4  Federal State Institution «Federal Research Centre «Fundamentals of Biotechnology» of the Russian Academy of Sciences»
Academic Editor: Amélia Pilar Rauter

Published: 07 November 2022 by MDPI in 8th International Electronic Conference on Medicinal Chemistry session General
Abstract:

The objects of the present study are nanoparticles (NPs) based on a copolymer of lactic and glycolic acids (PLGA), loaded with the anticancer drug doxorubicin (DOX-NP) and histone deacetylase inhibitor vorinostat (SAHA-NP), developed for the breast cancer treatment. Drug encapsulation into PLGA matrix improve drug safety profile and allow to overcome multidrug resistance. In the current study, we developed a high-performance liquid chromatography method for the simultaneous determination of DOX-NP and SAHA-NP using Box-Behnken design, followed by the validation and NPs stability determination after sterilization treatment with γ-irradiation.

The separation was performed using a Nucleodur C-18 Gravity column (250 mm × 4.6 mm × 5 µm).
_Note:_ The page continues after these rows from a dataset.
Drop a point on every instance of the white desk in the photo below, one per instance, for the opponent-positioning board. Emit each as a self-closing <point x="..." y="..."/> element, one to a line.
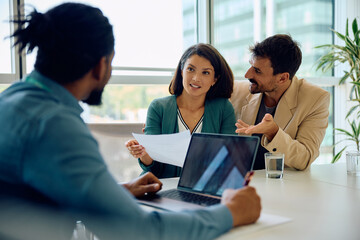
<point x="323" y="203"/>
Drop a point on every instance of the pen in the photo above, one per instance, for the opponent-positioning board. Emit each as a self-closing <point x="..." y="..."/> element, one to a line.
<point x="248" y="177"/>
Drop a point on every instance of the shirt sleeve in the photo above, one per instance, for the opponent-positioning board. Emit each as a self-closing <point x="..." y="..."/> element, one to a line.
<point x="63" y="162"/>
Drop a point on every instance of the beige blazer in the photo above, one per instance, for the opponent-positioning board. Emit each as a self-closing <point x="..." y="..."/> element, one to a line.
<point x="301" y="114"/>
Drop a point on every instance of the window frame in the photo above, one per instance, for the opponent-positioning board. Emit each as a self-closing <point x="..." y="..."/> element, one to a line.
<point x="205" y="29"/>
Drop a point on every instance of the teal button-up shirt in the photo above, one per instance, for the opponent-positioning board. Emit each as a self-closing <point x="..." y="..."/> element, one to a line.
<point x="45" y="145"/>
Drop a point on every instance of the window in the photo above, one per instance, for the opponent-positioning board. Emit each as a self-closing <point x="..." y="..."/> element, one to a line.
<point x="148" y="45"/>
<point x="152" y="35"/>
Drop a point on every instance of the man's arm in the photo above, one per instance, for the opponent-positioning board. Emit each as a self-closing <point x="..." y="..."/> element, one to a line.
<point x="74" y="175"/>
<point x="300" y="151"/>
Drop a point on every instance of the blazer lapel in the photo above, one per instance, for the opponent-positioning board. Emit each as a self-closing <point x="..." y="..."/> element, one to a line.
<point x="287" y="102"/>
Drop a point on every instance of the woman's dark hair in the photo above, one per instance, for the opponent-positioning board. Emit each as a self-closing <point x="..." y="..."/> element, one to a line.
<point x="71" y="39"/>
<point x="225" y="78"/>
<point x="283" y="52"/>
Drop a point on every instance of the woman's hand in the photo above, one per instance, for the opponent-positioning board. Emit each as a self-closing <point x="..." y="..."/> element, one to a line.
<point x="138" y="151"/>
<point x="146" y="183"/>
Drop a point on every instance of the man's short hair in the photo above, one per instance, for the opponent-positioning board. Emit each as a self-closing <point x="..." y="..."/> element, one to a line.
<point x="283" y="52"/>
<point x="71" y="38"/>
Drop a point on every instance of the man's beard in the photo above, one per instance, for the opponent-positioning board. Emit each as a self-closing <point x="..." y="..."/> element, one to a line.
<point x="252" y="83"/>
<point x="94" y="99"/>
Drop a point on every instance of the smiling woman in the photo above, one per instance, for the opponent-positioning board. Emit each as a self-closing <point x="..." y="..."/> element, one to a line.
<point x="200" y="89"/>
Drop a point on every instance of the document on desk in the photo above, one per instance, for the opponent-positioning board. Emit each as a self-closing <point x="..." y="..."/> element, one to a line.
<point x="166" y="148"/>
<point x="265" y="221"/>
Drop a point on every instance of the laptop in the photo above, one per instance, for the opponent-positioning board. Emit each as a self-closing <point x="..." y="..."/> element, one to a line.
<point x="213" y="163"/>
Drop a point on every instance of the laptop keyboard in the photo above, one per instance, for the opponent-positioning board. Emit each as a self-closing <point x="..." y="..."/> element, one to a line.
<point x="189" y="197"/>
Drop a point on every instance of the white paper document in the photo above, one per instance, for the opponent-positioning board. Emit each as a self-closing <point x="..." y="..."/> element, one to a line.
<point x="166" y="148"/>
<point x="265" y="221"/>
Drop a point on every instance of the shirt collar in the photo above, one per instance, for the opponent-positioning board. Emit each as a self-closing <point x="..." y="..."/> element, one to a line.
<point x="56" y="90"/>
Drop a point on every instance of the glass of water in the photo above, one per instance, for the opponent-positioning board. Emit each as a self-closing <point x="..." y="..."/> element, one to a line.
<point x="274" y="165"/>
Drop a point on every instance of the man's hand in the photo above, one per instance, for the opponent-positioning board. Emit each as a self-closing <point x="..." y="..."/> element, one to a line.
<point x="146" y="183"/>
<point x="244" y="205"/>
<point x="267" y="126"/>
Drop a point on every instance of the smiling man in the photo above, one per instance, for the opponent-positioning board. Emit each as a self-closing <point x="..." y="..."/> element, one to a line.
<point x="289" y="114"/>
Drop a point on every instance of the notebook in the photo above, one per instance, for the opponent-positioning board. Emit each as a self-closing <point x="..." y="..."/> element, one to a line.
<point x="213" y="163"/>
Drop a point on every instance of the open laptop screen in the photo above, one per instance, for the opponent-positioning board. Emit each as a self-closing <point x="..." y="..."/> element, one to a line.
<point x="215" y="162"/>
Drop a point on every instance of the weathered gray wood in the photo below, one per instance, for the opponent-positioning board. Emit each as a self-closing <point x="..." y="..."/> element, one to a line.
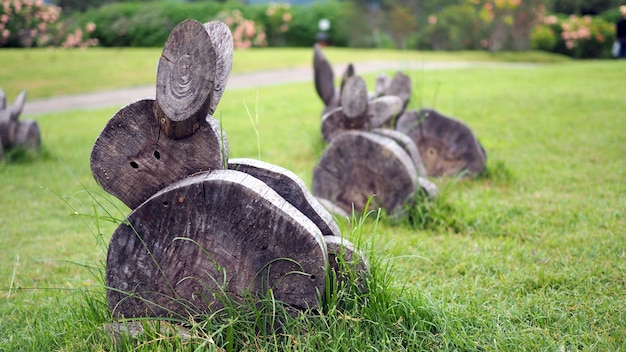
<point x="289" y="186"/>
<point x="223" y="44"/>
<point x="400" y="86"/>
<point x="185" y="80"/>
<point x="324" y="77"/>
<point x="123" y="331"/>
<point x="335" y="122"/>
<point x="213" y="234"/>
<point x="132" y="160"/>
<point x="27" y="134"/>
<point x="407" y="144"/>
<point x="354" y="97"/>
<point x="447" y="146"/>
<point x="332" y="207"/>
<point x="357" y="165"/>
<point x="383" y="111"/>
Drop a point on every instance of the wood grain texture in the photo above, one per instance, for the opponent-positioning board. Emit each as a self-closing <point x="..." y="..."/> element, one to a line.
<point x="212" y="234"/>
<point x="223" y="44"/>
<point x="447" y="146"/>
<point x="383" y="111"/>
<point x="185" y="80"/>
<point x="132" y="160"/>
<point x="357" y="165"/>
<point x="289" y="186"/>
<point x="335" y="122"/>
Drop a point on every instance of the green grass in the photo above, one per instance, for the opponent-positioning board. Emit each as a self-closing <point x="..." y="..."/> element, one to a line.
<point x="528" y="257"/>
<point x="53" y="72"/>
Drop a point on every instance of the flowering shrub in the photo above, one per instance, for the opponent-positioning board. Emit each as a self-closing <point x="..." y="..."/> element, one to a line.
<point x="579" y="37"/>
<point x="28" y="23"/>
<point x="277" y="20"/>
<point x="246" y="33"/>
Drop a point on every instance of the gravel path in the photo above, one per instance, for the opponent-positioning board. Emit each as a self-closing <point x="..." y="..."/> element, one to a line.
<point x="121" y="97"/>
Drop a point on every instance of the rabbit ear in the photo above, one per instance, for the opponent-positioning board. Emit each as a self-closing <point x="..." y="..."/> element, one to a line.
<point x="185" y="80"/>
<point x="324" y="77"/>
<point x="222" y="40"/>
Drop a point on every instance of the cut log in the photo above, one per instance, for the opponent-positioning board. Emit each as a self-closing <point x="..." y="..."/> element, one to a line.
<point x="8" y="128"/>
<point x="132" y="160"/>
<point x="447" y="146"/>
<point x="335" y="122"/>
<point x="223" y="45"/>
<point x="289" y="186"/>
<point x="357" y="165"/>
<point x="400" y="86"/>
<point x="332" y="207"/>
<point x="211" y="235"/>
<point x="383" y="111"/>
<point x="324" y="77"/>
<point x="354" y="97"/>
<point x="407" y="144"/>
<point x="185" y="80"/>
<point x="27" y="134"/>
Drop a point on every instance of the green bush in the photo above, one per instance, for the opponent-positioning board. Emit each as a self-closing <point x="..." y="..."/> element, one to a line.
<point x="149" y="24"/>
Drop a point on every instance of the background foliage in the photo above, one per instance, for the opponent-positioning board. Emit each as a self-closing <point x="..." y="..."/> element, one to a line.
<point x="560" y="26"/>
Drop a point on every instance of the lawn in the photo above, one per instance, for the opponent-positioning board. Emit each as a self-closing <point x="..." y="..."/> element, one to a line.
<point x="530" y="256"/>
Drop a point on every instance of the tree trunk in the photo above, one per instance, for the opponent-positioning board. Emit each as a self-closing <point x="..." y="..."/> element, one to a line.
<point x="211" y="235"/>
<point x="132" y="160"/>
<point x="447" y="146"/>
<point x="357" y="165"/>
<point x="185" y="80"/>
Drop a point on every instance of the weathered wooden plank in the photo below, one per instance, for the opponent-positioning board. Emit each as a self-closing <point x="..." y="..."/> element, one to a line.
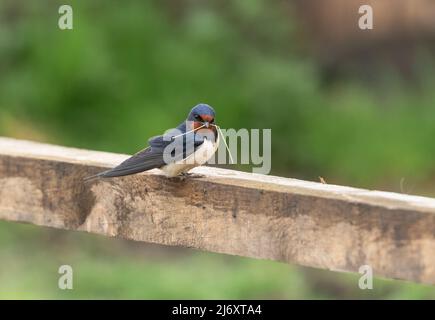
<point x="311" y="224"/>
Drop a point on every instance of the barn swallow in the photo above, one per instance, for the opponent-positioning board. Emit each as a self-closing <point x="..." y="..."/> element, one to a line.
<point x="198" y="131"/>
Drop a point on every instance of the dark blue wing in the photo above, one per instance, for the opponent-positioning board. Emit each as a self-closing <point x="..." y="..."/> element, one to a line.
<point x="153" y="156"/>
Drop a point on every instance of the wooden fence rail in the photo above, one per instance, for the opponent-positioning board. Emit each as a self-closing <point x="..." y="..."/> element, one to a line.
<point x="311" y="224"/>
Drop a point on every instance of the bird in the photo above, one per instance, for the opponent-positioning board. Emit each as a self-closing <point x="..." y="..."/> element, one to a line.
<point x="196" y="138"/>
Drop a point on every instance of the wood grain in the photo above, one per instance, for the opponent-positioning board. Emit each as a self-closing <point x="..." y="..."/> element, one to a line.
<point x="225" y="211"/>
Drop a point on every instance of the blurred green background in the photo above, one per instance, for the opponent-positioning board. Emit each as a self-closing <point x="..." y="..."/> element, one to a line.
<point x="354" y="107"/>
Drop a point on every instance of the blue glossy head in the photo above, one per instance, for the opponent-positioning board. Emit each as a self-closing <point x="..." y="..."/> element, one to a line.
<point x="202" y="113"/>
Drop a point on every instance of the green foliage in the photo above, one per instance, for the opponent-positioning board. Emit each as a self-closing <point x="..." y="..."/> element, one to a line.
<point x="127" y="72"/>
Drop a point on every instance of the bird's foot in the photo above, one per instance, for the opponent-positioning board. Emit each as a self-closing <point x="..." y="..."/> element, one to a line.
<point x="184" y="175"/>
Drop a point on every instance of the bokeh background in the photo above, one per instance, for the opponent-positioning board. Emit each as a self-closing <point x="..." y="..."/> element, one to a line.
<point x="354" y="107"/>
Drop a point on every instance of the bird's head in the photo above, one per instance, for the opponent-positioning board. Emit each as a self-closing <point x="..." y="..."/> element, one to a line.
<point x="201" y="115"/>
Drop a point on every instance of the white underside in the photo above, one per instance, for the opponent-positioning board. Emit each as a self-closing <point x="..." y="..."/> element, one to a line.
<point x="201" y="155"/>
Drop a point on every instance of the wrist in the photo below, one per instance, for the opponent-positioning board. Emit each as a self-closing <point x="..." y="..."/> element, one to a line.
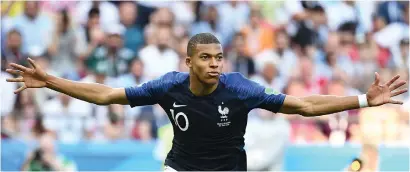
<point x="363" y="101"/>
<point x="48" y="80"/>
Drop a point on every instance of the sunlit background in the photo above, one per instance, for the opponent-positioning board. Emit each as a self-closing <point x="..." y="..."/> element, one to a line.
<point x="298" y="48"/>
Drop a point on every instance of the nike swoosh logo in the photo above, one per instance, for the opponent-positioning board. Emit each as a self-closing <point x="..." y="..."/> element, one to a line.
<point x="175" y="105"/>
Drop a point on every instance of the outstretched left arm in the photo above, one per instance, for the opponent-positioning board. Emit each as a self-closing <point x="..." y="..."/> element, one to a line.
<point x="317" y="105"/>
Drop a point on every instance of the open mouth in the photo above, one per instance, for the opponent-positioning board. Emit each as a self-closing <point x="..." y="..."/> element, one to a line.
<point x="213" y="74"/>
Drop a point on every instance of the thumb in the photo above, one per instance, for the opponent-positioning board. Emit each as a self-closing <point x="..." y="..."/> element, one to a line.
<point x="377" y="78"/>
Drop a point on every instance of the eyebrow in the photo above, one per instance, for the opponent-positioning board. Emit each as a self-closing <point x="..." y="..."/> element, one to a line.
<point x="210" y="54"/>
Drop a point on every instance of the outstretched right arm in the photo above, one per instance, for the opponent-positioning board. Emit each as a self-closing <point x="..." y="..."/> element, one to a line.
<point x="35" y="77"/>
<point x="90" y="92"/>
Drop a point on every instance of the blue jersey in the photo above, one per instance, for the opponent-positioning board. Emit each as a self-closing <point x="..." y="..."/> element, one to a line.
<point x="208" y="130"/>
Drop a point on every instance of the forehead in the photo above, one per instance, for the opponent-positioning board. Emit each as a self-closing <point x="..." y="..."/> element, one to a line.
<point x="212" y="49"/>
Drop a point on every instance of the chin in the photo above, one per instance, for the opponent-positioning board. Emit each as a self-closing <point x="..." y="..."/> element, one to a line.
<point x="211" y="81"/>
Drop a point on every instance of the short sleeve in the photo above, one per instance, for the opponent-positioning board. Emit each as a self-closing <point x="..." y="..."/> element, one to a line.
<point x="253" y="94"/>
<point x="150" y="92"/>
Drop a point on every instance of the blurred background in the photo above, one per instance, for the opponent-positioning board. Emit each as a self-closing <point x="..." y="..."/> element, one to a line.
<point x="296" y="47"/>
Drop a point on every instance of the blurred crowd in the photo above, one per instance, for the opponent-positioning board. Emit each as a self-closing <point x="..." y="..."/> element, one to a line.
<point x="296" y="47"/>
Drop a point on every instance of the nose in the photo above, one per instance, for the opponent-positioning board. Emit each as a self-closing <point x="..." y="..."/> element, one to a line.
<point x="213" y="63"/>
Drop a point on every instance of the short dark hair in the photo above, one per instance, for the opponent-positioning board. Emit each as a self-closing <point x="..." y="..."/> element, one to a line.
<point x="201" y="38"/>
<point x="94" y="12"/>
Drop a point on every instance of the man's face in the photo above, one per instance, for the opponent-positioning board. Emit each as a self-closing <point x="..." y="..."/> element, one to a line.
<point x="93" y="21"/>
<point x="282" y="40"/>
<point x="163" y="38"/>
<point x="128" y="13"/>
<point x="14" y="41"/>
<point x="137" y="68"/>
<point x="207" y="63"/>
<point x="31" y="8"/>
<point x="114" y="41"/>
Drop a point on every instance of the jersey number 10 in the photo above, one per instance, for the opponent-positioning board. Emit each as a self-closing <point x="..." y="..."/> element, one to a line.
<point x="175" y="118"/>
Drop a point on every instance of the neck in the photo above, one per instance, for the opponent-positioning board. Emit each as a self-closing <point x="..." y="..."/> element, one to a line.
<point x="199" y="89"/>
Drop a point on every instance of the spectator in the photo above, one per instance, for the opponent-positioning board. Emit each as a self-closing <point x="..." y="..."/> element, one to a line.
<point x="90" y="35"/>
<point x="133" y="36"/>
<point x="45" y="158"/>
<point x="210" y="22"/>
<point x="282" y="54"/>
<point x="109" y="12"/>
<point x="112" y="52"/>
<point x="8" y="98"/>
<point x="237" y="54"/>
<point x="258" y="36"/>
<point x="67" y="118"/>
<point x="62" y="51"/>
<point x="12" y="50"/>
<point x="34" y="26"/>
<point x="159" y="59"/>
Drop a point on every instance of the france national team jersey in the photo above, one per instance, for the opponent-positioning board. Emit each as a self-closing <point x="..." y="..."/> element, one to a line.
<point x="208" y="130"/>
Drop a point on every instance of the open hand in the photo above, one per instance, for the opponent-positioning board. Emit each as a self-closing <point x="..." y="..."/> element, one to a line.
<point x="30" y="77"/>
<point x="382" y="94"/>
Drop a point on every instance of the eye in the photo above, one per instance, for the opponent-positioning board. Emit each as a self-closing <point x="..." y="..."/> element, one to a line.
<point x="204" y="57"/>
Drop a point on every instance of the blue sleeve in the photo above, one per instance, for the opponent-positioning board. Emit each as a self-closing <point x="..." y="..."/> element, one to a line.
<point x="253" y="94"/>
<point x="150" y="93"/>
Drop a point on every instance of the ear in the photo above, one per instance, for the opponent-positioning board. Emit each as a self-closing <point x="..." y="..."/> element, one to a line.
<point x="188" y="61"/>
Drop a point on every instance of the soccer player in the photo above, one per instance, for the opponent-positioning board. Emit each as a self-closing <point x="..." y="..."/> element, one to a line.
<point x="208" y="109"/>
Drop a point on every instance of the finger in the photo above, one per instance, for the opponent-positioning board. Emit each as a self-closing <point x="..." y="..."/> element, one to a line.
<point x="31" y="61"/>
<point x="392" y="80"/>
<point x="377" y="79"/>
<point x="398" y="92"/>
<point x="15" y="80"/>
<point x="20" y="89"/>
<point x="395" y="86"/>
<point x="14" y="72"/>
<point x="395" y="102"/>
<point x="19" y="67"/>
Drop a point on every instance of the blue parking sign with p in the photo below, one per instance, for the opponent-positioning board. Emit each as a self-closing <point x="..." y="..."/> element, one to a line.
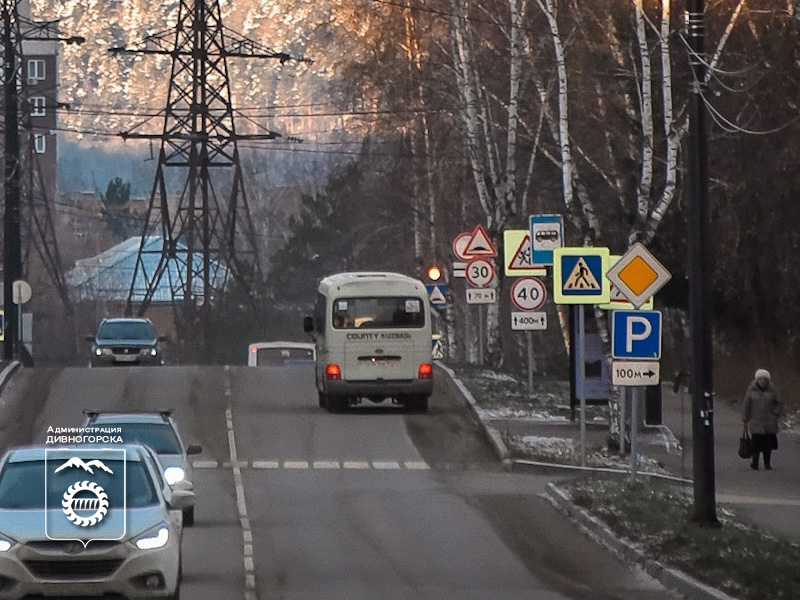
<point x="636" y="334"/>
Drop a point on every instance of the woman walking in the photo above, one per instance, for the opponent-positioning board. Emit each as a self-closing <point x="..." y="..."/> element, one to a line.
<point x="760" y="415"/>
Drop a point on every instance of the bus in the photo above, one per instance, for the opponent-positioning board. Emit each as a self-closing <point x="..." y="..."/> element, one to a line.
<point x="372" y="333"/>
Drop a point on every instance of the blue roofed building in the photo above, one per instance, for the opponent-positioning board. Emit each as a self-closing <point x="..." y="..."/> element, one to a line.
<point x="106" y="278"/>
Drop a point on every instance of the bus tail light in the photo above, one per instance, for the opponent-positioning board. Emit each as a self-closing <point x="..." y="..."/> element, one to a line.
<point x="333" y="372"/>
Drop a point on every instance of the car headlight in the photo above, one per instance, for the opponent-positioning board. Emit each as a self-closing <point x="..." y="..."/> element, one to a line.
<point x="173" y="475"/>
<point x="153" y="539"/>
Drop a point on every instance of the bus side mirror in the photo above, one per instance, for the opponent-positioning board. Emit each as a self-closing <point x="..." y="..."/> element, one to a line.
<point x="308" y="324"/>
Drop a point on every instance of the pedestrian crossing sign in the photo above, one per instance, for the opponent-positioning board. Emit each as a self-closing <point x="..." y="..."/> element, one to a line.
<point x="437" y="347"/>
<point x="579" y="275"/>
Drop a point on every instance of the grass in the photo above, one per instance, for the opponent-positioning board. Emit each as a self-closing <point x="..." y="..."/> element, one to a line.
<point x="736" y="557"/>
<point x="509" y="392"/>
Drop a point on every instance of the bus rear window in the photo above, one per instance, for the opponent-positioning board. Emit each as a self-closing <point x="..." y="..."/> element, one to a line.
<point x="378" y="313"/>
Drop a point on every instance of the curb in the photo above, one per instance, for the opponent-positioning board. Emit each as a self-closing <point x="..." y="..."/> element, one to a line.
<point x="7" y="372"/>
<point x="672" y="579"/>
<point x="492" y="434"/>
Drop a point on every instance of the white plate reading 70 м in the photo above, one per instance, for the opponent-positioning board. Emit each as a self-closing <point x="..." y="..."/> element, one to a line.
<point x="480" y="272"/>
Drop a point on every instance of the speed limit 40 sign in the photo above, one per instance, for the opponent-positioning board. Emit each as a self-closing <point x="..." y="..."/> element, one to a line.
<point x="480" y="272"/>
<point x="528" y="293"/>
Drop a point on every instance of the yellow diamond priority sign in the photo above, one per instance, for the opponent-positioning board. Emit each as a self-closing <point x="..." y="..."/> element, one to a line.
<point x="638" y="275"/>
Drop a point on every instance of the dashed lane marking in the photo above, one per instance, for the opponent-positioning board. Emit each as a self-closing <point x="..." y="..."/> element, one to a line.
<point x="244" y="519"/>
<point x="326" y="464"/>
<point x="266" y="464"/>
<point x="320" y="465"/>
<point x="295" y="464"/>
<point x="385" y="465"/>
<point x="355" y="464"/>
<point x="417" y="466"/>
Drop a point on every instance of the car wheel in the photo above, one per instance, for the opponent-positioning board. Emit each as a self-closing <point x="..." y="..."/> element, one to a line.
<point x="336" y="403"/>
<point x="417" y="403"/>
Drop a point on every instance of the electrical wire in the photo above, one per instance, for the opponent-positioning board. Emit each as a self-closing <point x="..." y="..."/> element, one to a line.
<point x="730" y="127"/>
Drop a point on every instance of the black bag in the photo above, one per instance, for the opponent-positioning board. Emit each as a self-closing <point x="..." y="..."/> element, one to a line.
<point x="745" y="445"/>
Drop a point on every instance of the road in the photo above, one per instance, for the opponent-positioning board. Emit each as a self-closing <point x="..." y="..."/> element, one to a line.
<point x="296" y="503"/>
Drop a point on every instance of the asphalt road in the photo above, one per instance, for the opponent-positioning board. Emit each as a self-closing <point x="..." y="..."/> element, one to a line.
<point x="377" y="503"/>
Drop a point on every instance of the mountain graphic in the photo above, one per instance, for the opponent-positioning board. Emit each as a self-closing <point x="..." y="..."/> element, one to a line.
<point x="77" y="462"/>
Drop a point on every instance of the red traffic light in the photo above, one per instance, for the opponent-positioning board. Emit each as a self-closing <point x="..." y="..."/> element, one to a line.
<point x="434" y="273"/>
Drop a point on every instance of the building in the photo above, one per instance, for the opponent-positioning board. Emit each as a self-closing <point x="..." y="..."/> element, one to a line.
<point x="106" y="279"/>
<point x="39" y="109"/>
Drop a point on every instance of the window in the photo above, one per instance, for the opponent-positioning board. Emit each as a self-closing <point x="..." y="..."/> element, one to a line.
<point x="39" y="143"/>
<point x="381" y="312"/>
<point x="126" y="330"/>
<point x="36" y="70"/>
<point x="38" y="106"/>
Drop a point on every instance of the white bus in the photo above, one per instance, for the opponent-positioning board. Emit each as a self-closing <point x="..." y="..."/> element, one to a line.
<point x="373" y="338"/>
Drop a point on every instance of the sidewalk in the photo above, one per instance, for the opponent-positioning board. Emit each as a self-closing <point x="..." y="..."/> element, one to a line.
<point x="770" y="499"/>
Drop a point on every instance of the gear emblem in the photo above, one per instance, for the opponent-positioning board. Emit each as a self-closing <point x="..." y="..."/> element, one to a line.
<point x="85" y="503"/>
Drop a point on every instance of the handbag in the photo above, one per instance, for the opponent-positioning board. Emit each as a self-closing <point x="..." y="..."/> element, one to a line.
<point x="745" y="445"/>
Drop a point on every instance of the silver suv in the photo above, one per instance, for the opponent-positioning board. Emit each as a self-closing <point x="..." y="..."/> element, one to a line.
<point x="50" y="507"/>
<point x="158" y="431"/>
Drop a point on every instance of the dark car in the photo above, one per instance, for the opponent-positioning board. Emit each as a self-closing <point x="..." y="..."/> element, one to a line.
<point x="126" y="341"/>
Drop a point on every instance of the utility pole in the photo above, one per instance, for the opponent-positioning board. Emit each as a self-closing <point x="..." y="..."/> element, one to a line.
<point x="705" y="511"/>
<point x="12" y="246"/>
<point x="206" y="235"/>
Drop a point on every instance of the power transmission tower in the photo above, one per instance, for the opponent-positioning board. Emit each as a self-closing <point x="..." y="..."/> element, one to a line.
<point x="208" y="235"/>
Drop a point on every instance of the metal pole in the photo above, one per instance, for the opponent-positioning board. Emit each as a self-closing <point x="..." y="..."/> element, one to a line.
<point x="481" y="328"/>
<point x="580" y="358"/>
<point x="12" y="251"/>
<point x="634" y="431"/>
<point x="467" y="333"/>
<point x="623" y="396"/>
<point x="699" y="276"/>
<point x="531" y="361"/>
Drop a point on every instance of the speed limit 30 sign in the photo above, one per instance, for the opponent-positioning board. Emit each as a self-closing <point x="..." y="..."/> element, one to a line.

Samples were prepared by precipitating PLGA with dimethyl sulfoxide. Three independent variables were analyzed to determine the most optimal conditions: methanol concentration (0-20%), pH (2.5-4.5) and flow rate (0.8 -1.2 mL /min). We evaluated contributions of these variables to the peak resolution and the retention time of the last peak of the analyte using Box-Behnken design. Next, we simultaneously optimized all dependent variables and established their most optimal values using the desirability function.

The optimized method was accurate, precise and linear in the range of 4.2–52.0 µg/mL for both drugs (R2 = 0.9999 for vorinostat and R2 = 0.9988 for doxorubicin). γ-irradiation at a dose of 25 kGy resulted in degradation of DOX-NP less than 95%, while the amount of SAHA-NP impurities was 88%.

Thus, the developed method is suitable for simultaneous analysis of DOX-NP and SAHA-NP, including the analysis of impurities.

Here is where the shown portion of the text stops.